Governor Rick Perry’s call for Texas agencies to cut spending over the next two years has prompted a statewide search for fiscal inefficiencies, a search UT will undertake in the next few months. It is currently unclear how these reductions will affect universities across Texas.
Perry and the Legislative Budget Board, a committee of the Texas Legislature that oversees budget analyses and recommendations, sent a letter June 4 directing Texas agencies to keep their 2014-15 budgets below the 2012-13 biennium expensed and budget total. It also called on state agencies to identify proposals to further reduce budgets by 10 percent. These proposals will ultimately be decided upon when the budget board meets in January.

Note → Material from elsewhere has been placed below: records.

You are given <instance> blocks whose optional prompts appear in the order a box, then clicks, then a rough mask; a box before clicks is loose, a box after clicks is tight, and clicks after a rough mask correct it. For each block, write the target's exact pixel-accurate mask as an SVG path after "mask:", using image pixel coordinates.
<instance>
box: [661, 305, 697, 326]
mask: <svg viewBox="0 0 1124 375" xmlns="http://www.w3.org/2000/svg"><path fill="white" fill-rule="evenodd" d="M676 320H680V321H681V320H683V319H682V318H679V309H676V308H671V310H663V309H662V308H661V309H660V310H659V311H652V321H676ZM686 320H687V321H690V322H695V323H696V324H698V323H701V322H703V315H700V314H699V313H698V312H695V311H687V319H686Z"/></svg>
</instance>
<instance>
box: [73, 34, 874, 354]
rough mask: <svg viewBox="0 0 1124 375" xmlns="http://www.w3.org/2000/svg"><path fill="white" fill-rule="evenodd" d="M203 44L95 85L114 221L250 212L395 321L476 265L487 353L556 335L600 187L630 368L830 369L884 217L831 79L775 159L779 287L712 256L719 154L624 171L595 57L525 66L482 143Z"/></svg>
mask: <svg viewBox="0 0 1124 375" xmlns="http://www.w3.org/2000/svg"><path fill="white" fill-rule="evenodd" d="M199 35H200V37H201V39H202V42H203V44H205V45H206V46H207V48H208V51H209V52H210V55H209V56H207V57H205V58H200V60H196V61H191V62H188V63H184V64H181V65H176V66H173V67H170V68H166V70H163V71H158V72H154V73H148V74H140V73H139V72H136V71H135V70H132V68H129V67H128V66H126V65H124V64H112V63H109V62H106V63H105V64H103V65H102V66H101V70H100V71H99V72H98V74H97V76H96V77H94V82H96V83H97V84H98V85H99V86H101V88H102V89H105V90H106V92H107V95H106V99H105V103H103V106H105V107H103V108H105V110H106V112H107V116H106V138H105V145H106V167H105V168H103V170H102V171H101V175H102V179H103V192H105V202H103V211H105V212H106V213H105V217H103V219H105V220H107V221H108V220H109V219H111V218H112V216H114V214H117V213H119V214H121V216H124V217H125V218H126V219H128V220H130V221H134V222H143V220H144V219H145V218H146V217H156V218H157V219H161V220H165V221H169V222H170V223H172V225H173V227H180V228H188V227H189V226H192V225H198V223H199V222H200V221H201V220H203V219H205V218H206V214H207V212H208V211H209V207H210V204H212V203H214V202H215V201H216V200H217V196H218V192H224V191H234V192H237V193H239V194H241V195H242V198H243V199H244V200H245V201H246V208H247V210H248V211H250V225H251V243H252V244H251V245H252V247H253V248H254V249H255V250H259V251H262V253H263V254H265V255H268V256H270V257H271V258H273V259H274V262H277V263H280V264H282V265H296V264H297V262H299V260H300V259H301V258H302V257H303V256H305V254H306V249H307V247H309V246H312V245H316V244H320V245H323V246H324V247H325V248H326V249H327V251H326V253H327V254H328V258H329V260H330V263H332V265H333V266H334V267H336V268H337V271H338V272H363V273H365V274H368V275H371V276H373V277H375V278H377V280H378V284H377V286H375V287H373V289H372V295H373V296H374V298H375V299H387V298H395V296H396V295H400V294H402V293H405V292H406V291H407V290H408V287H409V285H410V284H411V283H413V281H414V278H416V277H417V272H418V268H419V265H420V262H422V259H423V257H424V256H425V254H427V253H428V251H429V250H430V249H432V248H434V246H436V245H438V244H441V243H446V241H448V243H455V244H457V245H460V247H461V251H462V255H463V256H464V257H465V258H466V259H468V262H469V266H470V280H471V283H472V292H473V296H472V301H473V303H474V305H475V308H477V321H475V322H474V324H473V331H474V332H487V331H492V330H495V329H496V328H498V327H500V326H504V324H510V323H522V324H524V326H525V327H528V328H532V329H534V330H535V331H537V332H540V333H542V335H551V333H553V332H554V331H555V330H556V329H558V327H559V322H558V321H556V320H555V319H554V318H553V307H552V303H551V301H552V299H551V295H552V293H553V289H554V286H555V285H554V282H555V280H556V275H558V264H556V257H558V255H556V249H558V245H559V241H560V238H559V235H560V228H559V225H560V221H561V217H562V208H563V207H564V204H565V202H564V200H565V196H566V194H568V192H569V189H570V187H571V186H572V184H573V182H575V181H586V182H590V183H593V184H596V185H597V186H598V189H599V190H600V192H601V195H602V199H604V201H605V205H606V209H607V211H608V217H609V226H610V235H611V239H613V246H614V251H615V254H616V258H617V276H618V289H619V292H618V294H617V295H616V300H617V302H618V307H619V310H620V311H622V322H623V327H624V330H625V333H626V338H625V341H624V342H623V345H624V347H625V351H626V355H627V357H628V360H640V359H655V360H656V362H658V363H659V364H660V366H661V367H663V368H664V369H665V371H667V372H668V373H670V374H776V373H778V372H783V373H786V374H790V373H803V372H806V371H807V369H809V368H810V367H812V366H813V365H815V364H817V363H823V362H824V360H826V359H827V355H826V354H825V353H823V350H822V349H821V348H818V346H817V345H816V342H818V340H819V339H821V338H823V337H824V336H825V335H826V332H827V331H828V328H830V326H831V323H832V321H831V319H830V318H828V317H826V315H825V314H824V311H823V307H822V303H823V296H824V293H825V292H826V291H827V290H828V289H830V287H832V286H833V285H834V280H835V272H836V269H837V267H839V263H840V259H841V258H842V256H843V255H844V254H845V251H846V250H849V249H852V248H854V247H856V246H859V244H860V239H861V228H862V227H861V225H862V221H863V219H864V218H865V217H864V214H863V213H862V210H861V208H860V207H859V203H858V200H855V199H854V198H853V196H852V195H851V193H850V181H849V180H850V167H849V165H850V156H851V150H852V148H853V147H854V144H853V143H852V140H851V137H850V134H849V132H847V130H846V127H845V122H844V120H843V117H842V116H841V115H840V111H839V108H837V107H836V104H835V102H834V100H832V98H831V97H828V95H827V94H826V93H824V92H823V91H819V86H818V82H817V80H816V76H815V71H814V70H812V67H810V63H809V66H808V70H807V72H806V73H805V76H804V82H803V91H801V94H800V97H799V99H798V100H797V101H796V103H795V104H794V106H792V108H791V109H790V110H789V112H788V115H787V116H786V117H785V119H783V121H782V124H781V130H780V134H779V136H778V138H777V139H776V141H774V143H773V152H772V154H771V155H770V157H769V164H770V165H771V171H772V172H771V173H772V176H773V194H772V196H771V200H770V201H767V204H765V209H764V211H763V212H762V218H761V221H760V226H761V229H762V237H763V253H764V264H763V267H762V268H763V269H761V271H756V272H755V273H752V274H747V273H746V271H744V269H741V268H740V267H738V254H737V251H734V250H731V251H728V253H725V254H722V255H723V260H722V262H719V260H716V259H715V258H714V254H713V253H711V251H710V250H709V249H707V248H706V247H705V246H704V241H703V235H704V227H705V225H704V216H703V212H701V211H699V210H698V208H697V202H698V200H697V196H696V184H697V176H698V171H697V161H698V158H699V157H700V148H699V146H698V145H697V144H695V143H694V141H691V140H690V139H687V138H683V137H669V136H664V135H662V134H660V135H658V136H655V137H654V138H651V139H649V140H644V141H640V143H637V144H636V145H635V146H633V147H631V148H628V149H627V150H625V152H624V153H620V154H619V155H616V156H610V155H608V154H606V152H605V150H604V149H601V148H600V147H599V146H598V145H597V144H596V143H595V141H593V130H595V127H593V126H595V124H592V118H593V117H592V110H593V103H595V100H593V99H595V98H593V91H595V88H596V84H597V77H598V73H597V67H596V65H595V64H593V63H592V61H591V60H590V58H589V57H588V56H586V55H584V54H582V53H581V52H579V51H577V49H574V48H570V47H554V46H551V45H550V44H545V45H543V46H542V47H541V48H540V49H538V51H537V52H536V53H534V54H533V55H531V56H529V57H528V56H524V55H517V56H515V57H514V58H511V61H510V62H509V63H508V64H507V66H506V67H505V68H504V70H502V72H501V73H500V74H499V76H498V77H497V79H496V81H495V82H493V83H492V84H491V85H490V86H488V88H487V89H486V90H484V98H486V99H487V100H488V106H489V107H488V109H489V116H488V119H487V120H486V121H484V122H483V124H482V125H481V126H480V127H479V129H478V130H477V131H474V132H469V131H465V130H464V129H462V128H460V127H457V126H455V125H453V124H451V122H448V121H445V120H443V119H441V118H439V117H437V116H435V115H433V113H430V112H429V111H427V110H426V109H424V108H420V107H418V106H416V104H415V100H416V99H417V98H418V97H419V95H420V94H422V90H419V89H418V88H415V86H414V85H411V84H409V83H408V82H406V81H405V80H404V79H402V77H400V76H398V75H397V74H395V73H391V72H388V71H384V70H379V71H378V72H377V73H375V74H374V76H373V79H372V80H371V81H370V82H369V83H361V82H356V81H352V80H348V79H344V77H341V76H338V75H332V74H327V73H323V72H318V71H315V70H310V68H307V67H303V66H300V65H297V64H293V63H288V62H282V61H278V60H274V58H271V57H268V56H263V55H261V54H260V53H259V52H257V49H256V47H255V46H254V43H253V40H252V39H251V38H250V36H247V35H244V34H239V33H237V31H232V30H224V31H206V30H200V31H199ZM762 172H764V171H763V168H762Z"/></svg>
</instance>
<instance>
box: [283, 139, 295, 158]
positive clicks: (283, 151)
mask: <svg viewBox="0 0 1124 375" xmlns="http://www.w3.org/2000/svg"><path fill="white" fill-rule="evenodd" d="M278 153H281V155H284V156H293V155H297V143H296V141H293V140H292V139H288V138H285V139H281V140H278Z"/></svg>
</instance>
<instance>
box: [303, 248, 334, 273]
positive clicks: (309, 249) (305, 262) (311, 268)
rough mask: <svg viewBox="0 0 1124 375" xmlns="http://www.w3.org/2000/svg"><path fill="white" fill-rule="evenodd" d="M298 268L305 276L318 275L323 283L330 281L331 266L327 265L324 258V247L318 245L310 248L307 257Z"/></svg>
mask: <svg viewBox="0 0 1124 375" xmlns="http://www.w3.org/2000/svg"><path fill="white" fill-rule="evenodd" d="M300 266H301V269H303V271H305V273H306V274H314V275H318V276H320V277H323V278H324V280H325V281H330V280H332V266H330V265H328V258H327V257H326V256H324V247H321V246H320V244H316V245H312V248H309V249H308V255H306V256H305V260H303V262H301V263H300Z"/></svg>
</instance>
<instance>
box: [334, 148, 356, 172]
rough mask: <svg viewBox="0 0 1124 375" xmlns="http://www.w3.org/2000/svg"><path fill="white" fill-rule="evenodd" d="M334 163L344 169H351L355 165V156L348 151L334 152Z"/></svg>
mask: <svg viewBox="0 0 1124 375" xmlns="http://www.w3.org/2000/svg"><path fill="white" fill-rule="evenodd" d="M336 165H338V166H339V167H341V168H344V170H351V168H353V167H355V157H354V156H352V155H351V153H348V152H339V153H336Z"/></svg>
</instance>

Mary Knight, associate vice president of the UT budget office, said a 10 percent reduction for UT would amount to a $59 million cut over two years. Knight said it is unclear how UT will be affected if the Legislative Budget Board approves the reduced budget proposals.
Officials in the governor’s office said every agency in Texas is being asked to search for inefficiencies within their budgets and to propose reductions.
Knight said UT has an ongoing five-year budget planning process that involves deans from respective college and vice presidents who collaborate with the president and provost to determine strategic priorities for each unit of the University.
“At this point, the reductions are part of a planning process for next legislative session,” Knight said. “Until the legislative session begins in January of 2013, we will not have the details of how this may impact UT Austin.”
Michael Morton, president of the Senate of College Councils, said it is difficult to determine where the cuts will be made within the University at this point if the Legislature asks state institutions to cut their budgets.
In the 2011 legislative session, the Texas Legislature cut 17.5 percent of UT’s budget, or $92 million, over two years. Morton said cuts made in the last budget cycle resulted in the loss of valuable administrators and staff members. He is a member of the President’s Student Advisory Council, a group of 12 students who guide the University president in matters relating to student interests, including finances and tuition.
Morton said UT is currently already operating at minimal costs, making additional cuts especially harmful.
“There’s a lot of little things that I don’t think people realize are affected by the cuts,” Morton said. “It does take a toll on people and it does take a toll on the university because we’re receiving less and less state funding.”
A 2.6 percent tuition increase proposed by President William Powers Jr. was denied by the UT Board of Regents in May, which Morton said would have made up some of the ground lost by budget cuts.
“I supported the tuition increase of 2.6 percent,” Morton said. “It was a modest increase for the situation that we, as an institution, are in. Ultimately, I thought it was better in the long run for the institution and better for students. Obviously no one wants a tuition increase in an already poor economic climate, which is why state funding is so critical and why we need to continue to get that message heard at legislature.”
Lucy Nashed, spokeswoman for the governor’s office, said Perry has asked universities to avoid raising tuition in the future if the reduced budget proposals are approved. Nashed said Perry has been very vocal about keeping tuition rates frozen.
“Tuition shouldn’t be the first place universities look to raise to revenue,” Nashed said. “He’s still calling on universities to find deficiencies. There’s still a lot that can be done before tuition needs to be increased.”
Nashed said the governor’s overarching vision for the state is to maintain fiscal discipline and to streamline government operation. She said not raising taxes for Texas residents is one of Perry’s goals outlined for this upcoming budget cycle.
“He has asked lawmakers to keep this [goal] in mind, and now we’re just asking agencies to take a look at their budgets and see what savings they could find,” Nashed said. “It’s basically just kind of setting the stage.”
Preservation of the state’s Economic Stabilization Fund is another of Perry’s priorities, Nashed said. Often referred to as the Rainy Day Fund, it is set aside for state emergencies such as natural disasters. According to the Legislative Budget Board’s 2012-13 revenue outlook, the Rainy Day Fund was at a balance of $8.2 billion and is projected to increase to $9.6 billion by the end of the 2013 fiscal year.